Today is Saint Patrick’s Day, but I don’t believe in Luck. I believe in blessed. Saint Patrick’s Day celebrations are all about “the luck” of the Irish. I’m not real sure where that idea got started, and I know that it’s all in fun, but luck isn’t real, and blessing is. Saint Patrick was born in Britain, but he was kidnapped by Irish pirates at 16 and enslaved for six years. They took him to Ireland where he was enslaved and held captive for six years. Patrick writes in the Confession that “the time he spent in captivity was critical to his spiritual development.” Often it is when we are our lowest time, that we finally look up and find the Lord. He explains that “the Lord had mercy on his youth and ignorance and afforded him the opportunity to be forgiven his sins and convert to Christianity.” While Saint Patrick was held in captivity, he was assigned to work as a shepherd, but while there, he also strengthened his relationship with God through prayer, eventually leading him to convert to Christianity.
After six years of captivity, Patrick heard a voice telling him in a dream that he would soon go home, and then that his ship was ready. There was no “luck” to it. God spoke to him in a dream, and he obeyed. He was blessed with his freedom. He immediately took action, and escaping from his master, he travelled to a port, two hundred miles away. Once there, Patrick found a ship and with difficulty persuaded the captain to take him. After three days of sailing, they landed, presumably in Britain. Odd that they didn’t seem to know. All the passengers and crew left the ship, walking for 28 days in a “wilderness” and almost starving to death. After Patrick prayed for sustenance, they encountered a herd of wild boar, and since this was shortly after Patrick had urged them to put their faith in God, his reputation as a man of God grew. By the time Patrick arrived back to his family, he was a young man of twenty years. Patrick continued to study Christianity.

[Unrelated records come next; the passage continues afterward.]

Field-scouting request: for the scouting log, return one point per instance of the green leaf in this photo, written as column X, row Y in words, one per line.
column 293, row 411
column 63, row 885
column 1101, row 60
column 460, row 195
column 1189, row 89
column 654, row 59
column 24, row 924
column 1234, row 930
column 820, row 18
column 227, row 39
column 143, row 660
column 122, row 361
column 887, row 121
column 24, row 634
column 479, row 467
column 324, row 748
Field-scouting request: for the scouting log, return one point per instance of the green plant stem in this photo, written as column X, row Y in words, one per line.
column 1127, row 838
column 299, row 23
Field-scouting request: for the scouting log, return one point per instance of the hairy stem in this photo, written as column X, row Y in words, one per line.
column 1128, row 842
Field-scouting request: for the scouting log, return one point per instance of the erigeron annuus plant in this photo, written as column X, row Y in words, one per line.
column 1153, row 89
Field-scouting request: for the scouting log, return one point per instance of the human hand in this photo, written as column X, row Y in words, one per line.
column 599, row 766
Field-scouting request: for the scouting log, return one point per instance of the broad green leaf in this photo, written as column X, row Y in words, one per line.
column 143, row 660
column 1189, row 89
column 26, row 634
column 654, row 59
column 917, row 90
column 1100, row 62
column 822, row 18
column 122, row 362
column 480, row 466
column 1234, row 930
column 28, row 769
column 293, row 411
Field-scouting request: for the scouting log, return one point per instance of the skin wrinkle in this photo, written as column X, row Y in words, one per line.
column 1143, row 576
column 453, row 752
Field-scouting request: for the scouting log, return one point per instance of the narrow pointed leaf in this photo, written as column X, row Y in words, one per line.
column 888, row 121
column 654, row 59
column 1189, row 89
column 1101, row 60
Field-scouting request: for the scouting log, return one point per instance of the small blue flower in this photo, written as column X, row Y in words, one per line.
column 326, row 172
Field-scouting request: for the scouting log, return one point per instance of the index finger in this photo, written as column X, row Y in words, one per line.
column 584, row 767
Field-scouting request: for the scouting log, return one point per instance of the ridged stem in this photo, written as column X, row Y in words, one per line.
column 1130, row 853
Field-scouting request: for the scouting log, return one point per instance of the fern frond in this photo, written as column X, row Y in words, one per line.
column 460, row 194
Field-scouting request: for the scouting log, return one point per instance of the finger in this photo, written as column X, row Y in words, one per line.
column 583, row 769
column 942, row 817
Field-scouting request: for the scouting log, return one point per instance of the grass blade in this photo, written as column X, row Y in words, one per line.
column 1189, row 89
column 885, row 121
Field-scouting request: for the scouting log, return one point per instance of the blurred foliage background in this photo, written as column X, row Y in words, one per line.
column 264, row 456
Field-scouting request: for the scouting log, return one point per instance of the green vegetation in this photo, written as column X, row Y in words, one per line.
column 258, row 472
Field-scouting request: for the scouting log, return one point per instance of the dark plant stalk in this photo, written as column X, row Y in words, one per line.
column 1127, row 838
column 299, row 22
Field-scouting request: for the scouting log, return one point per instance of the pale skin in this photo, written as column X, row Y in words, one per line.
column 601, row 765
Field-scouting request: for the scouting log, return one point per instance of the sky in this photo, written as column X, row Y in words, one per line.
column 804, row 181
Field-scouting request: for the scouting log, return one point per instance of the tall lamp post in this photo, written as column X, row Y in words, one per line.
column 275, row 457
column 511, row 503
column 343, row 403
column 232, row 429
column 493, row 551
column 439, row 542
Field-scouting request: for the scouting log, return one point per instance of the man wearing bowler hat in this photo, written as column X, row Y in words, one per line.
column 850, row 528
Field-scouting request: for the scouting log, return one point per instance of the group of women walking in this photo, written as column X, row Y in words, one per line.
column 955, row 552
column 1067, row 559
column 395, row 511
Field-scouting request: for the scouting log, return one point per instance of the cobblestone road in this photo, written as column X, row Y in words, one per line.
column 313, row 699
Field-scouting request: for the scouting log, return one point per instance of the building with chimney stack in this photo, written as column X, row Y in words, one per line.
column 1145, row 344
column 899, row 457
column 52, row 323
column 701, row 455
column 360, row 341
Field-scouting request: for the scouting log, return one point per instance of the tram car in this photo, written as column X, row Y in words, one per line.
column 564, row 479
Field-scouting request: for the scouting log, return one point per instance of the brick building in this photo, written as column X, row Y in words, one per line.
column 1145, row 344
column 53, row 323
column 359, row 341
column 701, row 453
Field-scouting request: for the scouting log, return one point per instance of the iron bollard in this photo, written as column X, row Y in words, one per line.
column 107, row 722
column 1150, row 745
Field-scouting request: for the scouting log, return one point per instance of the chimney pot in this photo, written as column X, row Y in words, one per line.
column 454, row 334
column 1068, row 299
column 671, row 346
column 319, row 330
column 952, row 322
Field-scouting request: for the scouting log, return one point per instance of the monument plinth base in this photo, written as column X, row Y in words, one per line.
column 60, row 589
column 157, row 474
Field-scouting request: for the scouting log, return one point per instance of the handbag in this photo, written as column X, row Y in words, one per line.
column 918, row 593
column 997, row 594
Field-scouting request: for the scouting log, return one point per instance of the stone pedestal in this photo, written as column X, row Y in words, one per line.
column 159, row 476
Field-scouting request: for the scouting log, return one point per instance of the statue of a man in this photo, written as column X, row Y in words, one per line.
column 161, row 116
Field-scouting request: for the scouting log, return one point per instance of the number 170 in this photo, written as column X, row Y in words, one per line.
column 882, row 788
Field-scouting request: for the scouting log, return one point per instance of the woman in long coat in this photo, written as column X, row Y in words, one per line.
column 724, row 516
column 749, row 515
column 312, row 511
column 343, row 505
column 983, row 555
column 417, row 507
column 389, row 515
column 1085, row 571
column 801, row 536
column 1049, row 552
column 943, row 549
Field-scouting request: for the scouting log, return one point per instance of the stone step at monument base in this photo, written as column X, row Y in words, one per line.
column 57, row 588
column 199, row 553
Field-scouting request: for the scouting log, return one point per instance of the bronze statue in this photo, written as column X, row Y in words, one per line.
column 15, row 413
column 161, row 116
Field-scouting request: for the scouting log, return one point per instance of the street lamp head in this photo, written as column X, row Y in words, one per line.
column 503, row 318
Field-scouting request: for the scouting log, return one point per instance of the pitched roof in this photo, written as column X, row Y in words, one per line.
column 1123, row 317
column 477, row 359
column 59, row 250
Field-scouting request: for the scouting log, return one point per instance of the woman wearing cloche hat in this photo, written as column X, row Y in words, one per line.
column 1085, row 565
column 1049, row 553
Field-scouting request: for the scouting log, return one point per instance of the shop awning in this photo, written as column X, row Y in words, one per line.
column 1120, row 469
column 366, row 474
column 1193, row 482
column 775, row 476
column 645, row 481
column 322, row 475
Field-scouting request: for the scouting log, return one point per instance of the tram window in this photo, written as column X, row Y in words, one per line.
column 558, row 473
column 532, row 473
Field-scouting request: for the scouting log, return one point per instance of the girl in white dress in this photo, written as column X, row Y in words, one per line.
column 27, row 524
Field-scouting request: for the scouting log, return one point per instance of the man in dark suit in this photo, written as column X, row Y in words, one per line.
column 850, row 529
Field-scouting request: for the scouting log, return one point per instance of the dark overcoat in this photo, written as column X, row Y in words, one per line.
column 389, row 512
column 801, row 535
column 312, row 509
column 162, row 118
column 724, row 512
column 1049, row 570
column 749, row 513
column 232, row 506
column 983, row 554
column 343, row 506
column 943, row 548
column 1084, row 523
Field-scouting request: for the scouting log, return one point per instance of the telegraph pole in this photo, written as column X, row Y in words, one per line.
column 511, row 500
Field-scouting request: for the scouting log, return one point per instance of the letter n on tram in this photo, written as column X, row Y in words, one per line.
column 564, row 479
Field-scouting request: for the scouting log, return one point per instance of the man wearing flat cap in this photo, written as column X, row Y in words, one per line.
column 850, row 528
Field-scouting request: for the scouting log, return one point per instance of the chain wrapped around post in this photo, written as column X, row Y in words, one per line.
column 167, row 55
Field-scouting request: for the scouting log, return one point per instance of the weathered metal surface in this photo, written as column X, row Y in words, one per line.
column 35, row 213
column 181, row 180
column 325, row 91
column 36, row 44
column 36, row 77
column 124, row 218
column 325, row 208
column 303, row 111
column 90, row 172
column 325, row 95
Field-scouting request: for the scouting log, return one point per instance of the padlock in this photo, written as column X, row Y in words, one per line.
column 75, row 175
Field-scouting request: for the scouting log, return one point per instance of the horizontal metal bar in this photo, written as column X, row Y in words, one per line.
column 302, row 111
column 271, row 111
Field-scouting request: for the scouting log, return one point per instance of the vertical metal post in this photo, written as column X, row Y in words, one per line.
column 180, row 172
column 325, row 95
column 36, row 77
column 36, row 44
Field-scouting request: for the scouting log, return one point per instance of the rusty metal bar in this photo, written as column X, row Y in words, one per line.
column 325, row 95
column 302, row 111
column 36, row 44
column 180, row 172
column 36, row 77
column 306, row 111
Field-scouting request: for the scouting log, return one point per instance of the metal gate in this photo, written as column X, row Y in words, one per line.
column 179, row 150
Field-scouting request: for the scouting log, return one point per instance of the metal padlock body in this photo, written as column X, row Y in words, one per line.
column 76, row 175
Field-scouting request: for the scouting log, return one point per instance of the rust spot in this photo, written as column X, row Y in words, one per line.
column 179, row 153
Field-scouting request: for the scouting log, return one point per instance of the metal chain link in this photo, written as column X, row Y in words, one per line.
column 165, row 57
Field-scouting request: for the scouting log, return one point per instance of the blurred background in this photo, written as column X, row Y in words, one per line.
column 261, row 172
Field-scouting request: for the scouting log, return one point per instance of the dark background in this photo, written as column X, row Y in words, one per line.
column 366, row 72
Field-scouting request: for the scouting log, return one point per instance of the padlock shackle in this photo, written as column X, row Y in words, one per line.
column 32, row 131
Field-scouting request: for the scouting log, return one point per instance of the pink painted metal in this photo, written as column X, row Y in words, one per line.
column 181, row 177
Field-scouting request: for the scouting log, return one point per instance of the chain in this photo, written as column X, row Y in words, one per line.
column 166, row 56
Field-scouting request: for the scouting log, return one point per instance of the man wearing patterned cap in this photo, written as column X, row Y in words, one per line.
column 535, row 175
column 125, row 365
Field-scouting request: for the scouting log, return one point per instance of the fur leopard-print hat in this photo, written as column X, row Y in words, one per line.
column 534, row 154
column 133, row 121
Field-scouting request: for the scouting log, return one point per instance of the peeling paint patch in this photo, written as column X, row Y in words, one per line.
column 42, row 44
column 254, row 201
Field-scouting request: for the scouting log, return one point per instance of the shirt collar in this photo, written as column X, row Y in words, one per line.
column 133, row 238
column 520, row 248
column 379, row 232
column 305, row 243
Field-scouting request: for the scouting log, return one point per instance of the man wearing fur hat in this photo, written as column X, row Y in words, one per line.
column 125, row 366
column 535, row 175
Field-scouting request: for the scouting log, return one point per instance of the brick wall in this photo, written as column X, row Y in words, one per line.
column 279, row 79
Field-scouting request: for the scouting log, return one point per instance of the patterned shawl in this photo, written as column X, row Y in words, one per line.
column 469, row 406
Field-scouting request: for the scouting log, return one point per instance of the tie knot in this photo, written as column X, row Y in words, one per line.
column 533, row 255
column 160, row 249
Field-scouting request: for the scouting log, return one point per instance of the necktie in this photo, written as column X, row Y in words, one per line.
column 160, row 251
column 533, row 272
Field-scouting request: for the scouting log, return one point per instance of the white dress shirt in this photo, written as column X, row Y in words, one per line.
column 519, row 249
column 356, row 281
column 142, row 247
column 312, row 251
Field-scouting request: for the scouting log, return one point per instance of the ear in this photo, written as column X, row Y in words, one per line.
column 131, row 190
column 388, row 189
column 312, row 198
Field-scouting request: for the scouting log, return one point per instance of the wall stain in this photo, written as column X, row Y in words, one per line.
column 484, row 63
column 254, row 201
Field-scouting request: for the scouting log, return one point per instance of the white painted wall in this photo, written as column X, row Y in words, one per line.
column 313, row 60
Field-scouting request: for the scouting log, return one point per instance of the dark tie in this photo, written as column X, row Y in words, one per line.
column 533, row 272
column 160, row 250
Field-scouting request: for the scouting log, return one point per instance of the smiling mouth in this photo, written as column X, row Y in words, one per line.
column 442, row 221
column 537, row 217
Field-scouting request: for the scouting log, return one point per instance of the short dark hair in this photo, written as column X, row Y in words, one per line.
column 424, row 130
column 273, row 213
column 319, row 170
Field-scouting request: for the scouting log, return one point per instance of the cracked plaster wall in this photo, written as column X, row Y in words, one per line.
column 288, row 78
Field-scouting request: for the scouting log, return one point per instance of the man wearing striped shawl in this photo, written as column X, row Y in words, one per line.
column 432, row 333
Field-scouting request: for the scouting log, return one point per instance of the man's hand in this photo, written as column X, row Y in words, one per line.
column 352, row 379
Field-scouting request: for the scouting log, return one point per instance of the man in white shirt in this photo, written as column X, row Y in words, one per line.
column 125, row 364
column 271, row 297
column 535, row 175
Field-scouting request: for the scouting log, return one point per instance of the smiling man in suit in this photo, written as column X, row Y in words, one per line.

After making his escape, Saint Patrick, who wasn’t a saint then, made his way back to Britain, but Ireland beckoned him, and he would eventually go back there. Patrick had a vision a few years after returning home, “I saw a man coming, as it were from Ireland. His name was Victoricus, and he carried many letters, and he gave me one of them. I read the heading: ‘The Voice of the Irish,’ As I began the letter, I imagined in that moment that I heard the voice of those very people who were near the wood of Foclut, which is beside the western sea, and they cried out, as with one voice: ‘We appeal to you, holy servant boy, to come and walk among us.'” A.B.E. Hood suggests that the Victoricus of Saint Patrick’s vision may be identified with Saint Victricius, bishop of Rouen in the late fourth century, who had visited Britain in an official capacity in 396. However, Ludwig Bieler disagrees. I guess we will ever really know.
Acting on his vision, Patrick returned to Ireland as a Christian missionary, and that is how he became a patron saint of Ireland. Saint Patrick actually never used a four-leaf clover, but rather he used a three-leaf clover as a way to help people to understand the Trinity (Triune God – Father, Son, and Holy Spirit).